US forces tested the Terminal High Altitude Area Defense (THAAD) system in Alaska by launching a ballistic missile over the Pacific Ocean, according to the US military.
The medium-range ballistic missile was detected, tracked and intercepted, it said.
The tests appears to be a show of force two days after North Korea conducted an intercontinental ballistic missile (ICBM) test -- though the THAAD system is not capable of intercepting ICBMs, and the test had been scheduled since earlier this month.
US Missile Defense Agency director Lt. Gen. Sam Greaves said it's part of an effort "to stay ahead of the evolving threat," but did not provide specifics.

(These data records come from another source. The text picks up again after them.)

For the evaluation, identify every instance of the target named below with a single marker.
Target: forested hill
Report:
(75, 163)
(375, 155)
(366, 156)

"In addition to successfully intercepting the target, the data collected will allow the Missile Defense Agency to enhance the THAAD weapon system," he said.

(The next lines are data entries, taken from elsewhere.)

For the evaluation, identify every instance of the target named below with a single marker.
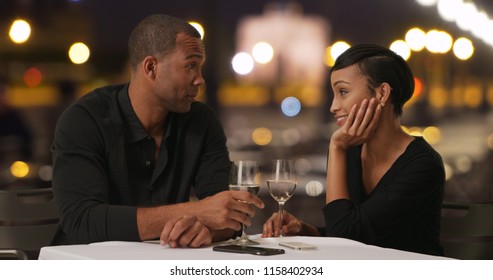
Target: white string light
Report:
(467, 16)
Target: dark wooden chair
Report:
(28, 220)
(467, 230)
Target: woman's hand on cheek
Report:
(359, 126)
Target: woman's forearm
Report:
(336, 185)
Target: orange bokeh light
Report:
(418, 87)
(32, 77)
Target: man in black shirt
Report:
(127, 156)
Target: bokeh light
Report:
(199, 28)
(79, 53)
(432, 134)
(242, 63)
(262, 52)
(438, 41)
(290, 106)
(262, 136)
(314, 188)
(20, 31)
(19, 169)
(32, 77)
(427, 2)
(463, 48)
(401, 48)
(338, 48)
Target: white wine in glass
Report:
(282, 184)
(244, 176)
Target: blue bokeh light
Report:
(291, 106)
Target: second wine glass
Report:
(244, 176)
(282, 184)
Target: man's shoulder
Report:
(200, 110)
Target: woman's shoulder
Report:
(419, 146)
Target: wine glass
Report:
(282, 184)
(244, 176)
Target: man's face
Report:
(179, 74)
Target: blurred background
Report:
(266, 74)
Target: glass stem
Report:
(281, 205)
(243, 233)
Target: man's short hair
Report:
(156, 35)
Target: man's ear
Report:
(383, 93)
(149, 66)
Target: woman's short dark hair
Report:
(156, 35)
(380, 65)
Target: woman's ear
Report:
(383, 93)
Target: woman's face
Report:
(350, 87)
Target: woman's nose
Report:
(335, 106)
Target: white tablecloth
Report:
(328, 248)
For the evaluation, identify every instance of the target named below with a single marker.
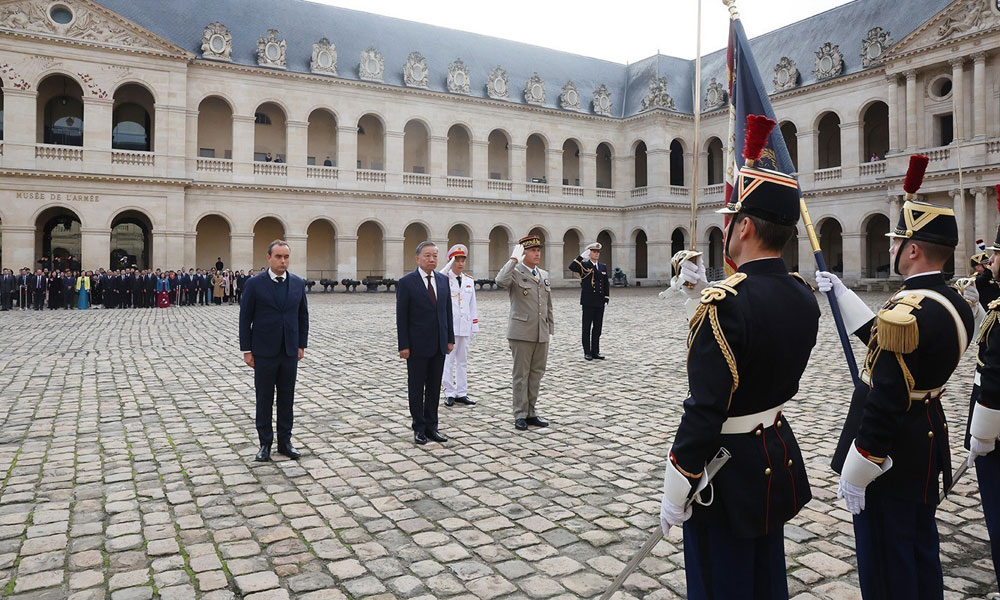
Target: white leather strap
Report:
(747, 423)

Soldiers used the same procedures they would use in an actual combat scenario, according to the US military. It said this is the 15th such test for the THAAD weapon system.
North Korea tests missile
North Korea said it tested a ballistic missile
that can reach all of the United States. Its test of a Hwasong-14 intercontinental ballistic missile Friday was its second of the long-range weapon in a month. The first on July 4 showed the missile had the range to reach Alaska.
Washington should regard the launch as a "grave warning," North Korea state media reported.

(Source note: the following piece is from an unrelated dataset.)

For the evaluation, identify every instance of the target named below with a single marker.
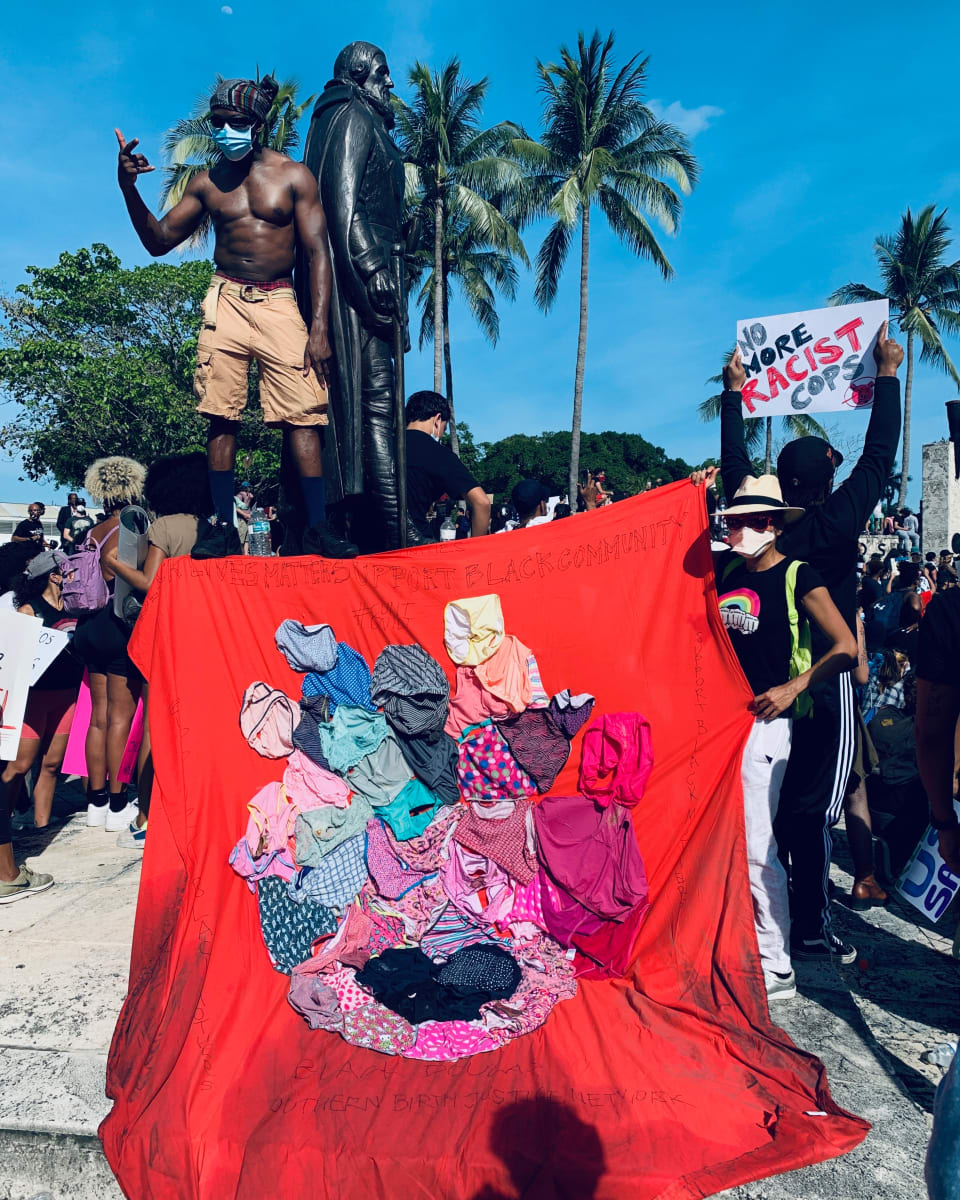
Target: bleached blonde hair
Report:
(115, 479)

"The whole US mainland" is now within reach, state media quoted North Korean leader Kim Jong Un as saying.
Allies join effort
The Trump administration has answered Pyongyang's missile tests with displays of US military power, including missile tests of its own.
The US sent two B-1 bombers from Andersen Air Force Base in Guam on Saturday on a 10-hour round trip over the Korean Peninsula. The US Pacific Air Forces described it as a direct response to the North Korean missile test.
The B-1s teamed up with Japanese and South Korean fighter jets to test "combined capabilities" during the mission, the US military said in a statement.
"We have a responsibility to our allies and our nation to showcase our unwavering commitment while planning for the worst-case scenario. If called upon, we are ready to respond with rapid, lethal, and overwhelming force at a time and place of our choosing," said Gen. Terrence J. O'Shaughnessy, commander of the Pacific Air Forces.
The THAAD system is capable of intercepting ballistic missiles inside or outside the atmosphere. It can shoot down short, medium and intermediate ballistic missiles.
It uses "hit-to-kill technology where kinetic energy destroys the incoming target," the US military says.
Each THAAD system is comprised of five major components: interceptors, launchers, a radar, a fire control unit and support equipment, according to Lockheed Martin, the security and aerospace company that serves as the prime contractor.
Trump pressures China to act
While Washington continues its military pressure, it has also asked China to pressure North Korea economically to cut off its access to foreign currency.
In a series of tweets Saturday night, Trump blasted China for doing "nothing" to stop North Korea.
"I am very disappointed in China. Our foolish past leaders have allowed them to make hundreds of billions of dollars a year in trade, yet they do nothing for us with North Korea, just talk. We will no longer allow this to continue. China could easily solve this problem!" the tweets read.
In a statement
released Sunday, US Ambassador to the United Nations Nikki Haley placed further blame on China, saying the United States will not seek additional resolutions that don't "significantly increase" international pressure on North Korea because it sends "a message...that the international community is unwilling to seriously challenge [Kim]."
"China must decide whether it is finally willing to take this vital step," part of the statement read. "The time for talk is over. The danger the North Korean regime poses to international peace is now clear to all."